Hi all. I'm trying to make some improvements to myself, and I need some good advising. First, some background information to give you context:
I'm a 28 year old INTJ male. My childhood, teenager, and young adult years were much like the typical INTJ's: Kinda lonely and fucked up. I was very socially maladapted. I got picked on a fair bit (in high school and elementary that is). I had typical INTJ problems. I did not understand human behavior. I don't understand why people did what they did. I didn't really know how to have a regular conversation (it just didn't make sense to me. I didn't have an artistic rhythm or flow. I was just straight logic). I didn't have any understanding of my own emotions. It was a mess, and not a very pleasant one. At about age 25 I started seriously developing my feelings side. I consciously made the decision to do it. I just felt like there was "something to all this feelings stuff". It was a wild ride. There was a lot of depression involved. I learned a lot about myself and others. With myself, it was a struggle to accept who I was. I had this idea of what kind of human being would be ideal, and that I had to be that human being. I always tried to be perfect, and to have perfect control over myself. I saw how that doesn't work. There was a lot of internal conflict. I didn't know who I was, I didn't know who I should or wanted to be. I see now that I'm, for the most part, a regular human being with talents and with flaws. I accept that, I feel OK about that.
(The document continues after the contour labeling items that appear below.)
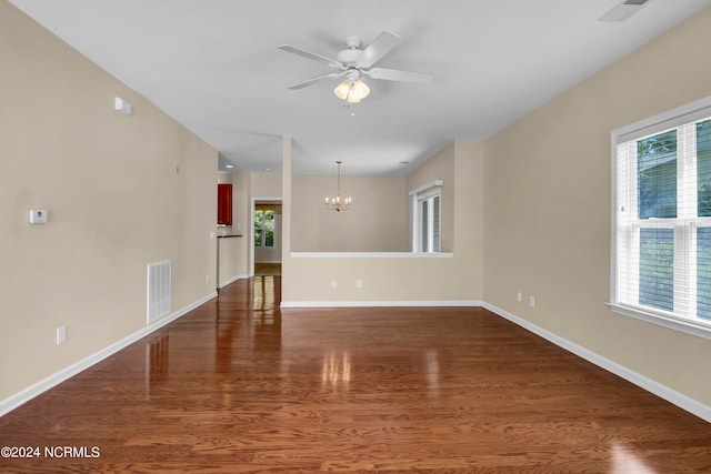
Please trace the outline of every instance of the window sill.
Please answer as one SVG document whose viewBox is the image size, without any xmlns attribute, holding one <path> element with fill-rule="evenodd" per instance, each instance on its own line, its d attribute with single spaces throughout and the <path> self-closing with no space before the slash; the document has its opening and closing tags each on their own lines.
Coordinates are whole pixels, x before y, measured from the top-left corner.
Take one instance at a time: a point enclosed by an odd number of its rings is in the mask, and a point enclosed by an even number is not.
<svg viewBox="0 0 711 474">
<path fill-rule="evenodd" d="M 703 337 L 711 340 L 711 322 L 709 324 L 704 324 L 701 322 L 682 320 L 680 317 L 671 317 L 664 316 L 657 313 L 650 313 L 647 311 L 639 310 L 637 307 L 625 306 L 618 303 L 605 303 L 610 309 L 618 314 L 622 314 L 623 316 L 634 317 L 641 321 L 645 321 L 648 323 L 657 324 L 670 330 L 683 332 L 685 334 L 695 335 L 698 337 Z"/>
</svg>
When it came to my judgments of others, I was really shocked at how irrational people were. I was shocked at how little principle people had, and how little they actually thought on their own. I couldn't believe it. How could people make so many irrational and purely emotionally driven decisions? Take vendettas for example. Why try to hurt someone who makes you angry? Hurting them is illogical, it doesn't help you. But people do. People do all kinds of irrational things driven purely by emotion. People don't really have principle, not to the level that I thought should be expected. Most people's sense of principles is taken from society at large. Whatever is the 'norm' is what they accept to be acceptable. People don't make independent assessments. Eventually, I came to have more acceptance for this. I'm still swallowing it.
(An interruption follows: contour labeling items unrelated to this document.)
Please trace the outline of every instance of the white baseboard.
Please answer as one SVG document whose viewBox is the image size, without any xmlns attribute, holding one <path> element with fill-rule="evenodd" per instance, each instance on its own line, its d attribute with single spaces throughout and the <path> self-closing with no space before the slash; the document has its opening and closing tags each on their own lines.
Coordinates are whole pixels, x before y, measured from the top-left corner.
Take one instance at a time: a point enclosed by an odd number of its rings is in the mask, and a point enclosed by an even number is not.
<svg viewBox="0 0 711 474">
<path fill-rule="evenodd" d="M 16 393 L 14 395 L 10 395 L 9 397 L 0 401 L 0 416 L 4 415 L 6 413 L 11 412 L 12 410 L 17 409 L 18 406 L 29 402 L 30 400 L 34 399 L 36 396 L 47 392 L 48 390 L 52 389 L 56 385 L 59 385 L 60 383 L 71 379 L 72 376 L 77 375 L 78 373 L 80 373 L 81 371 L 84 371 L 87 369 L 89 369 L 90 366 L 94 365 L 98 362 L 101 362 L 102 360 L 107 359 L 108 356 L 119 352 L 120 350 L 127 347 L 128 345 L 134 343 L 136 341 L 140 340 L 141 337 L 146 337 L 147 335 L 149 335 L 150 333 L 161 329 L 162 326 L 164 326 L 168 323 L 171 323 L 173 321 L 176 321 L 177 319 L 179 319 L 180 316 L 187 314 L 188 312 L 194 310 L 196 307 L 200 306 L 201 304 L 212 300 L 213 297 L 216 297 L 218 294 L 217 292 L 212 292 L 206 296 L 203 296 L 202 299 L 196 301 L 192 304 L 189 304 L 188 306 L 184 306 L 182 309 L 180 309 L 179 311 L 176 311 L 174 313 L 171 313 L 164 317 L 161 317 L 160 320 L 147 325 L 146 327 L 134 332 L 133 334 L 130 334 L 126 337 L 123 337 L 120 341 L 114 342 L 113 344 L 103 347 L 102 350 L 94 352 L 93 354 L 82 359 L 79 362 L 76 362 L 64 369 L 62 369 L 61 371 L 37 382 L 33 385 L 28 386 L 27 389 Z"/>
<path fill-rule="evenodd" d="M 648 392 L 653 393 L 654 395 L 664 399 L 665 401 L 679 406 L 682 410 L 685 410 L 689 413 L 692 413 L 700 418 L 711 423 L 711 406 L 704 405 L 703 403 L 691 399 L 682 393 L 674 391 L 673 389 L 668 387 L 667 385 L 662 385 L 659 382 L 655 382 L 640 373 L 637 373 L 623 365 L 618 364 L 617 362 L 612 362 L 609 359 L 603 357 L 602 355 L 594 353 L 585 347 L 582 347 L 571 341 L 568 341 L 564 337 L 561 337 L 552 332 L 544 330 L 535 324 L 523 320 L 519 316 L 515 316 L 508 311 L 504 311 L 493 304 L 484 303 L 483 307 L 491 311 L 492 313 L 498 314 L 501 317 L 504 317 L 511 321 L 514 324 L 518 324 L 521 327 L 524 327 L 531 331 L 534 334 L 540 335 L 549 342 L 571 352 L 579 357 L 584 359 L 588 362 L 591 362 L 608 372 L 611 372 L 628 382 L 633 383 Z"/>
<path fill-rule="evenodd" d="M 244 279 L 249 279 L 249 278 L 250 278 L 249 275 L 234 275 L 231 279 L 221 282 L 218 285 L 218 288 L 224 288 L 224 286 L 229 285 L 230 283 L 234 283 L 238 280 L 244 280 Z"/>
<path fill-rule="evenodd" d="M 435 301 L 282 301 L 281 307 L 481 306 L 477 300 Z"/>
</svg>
All this personal growth and development has turned me into an extremely emotionally sensitive person. I see a good and a bad side to this. Being sensitive allows me to be sensitive to the needs of others. Being sensitive also means that my feelings are easily hurt. I want to retain the good side of sensitivity, while getting rid of the downside. In other words, I don't want to be such a little bitch anymore. I don't want to be so easily offended or hurt or bothered. I don't mean that something bothers me and I just keep it inside. I mean literally for stuff to not even register as something that would bother me. ENTP and ENTJ types are pretty good at this. I'm looking for some advising on how to accomplish this internal rewiring. It's a pretty drastic change I think. It's like altering my personality. But I need this!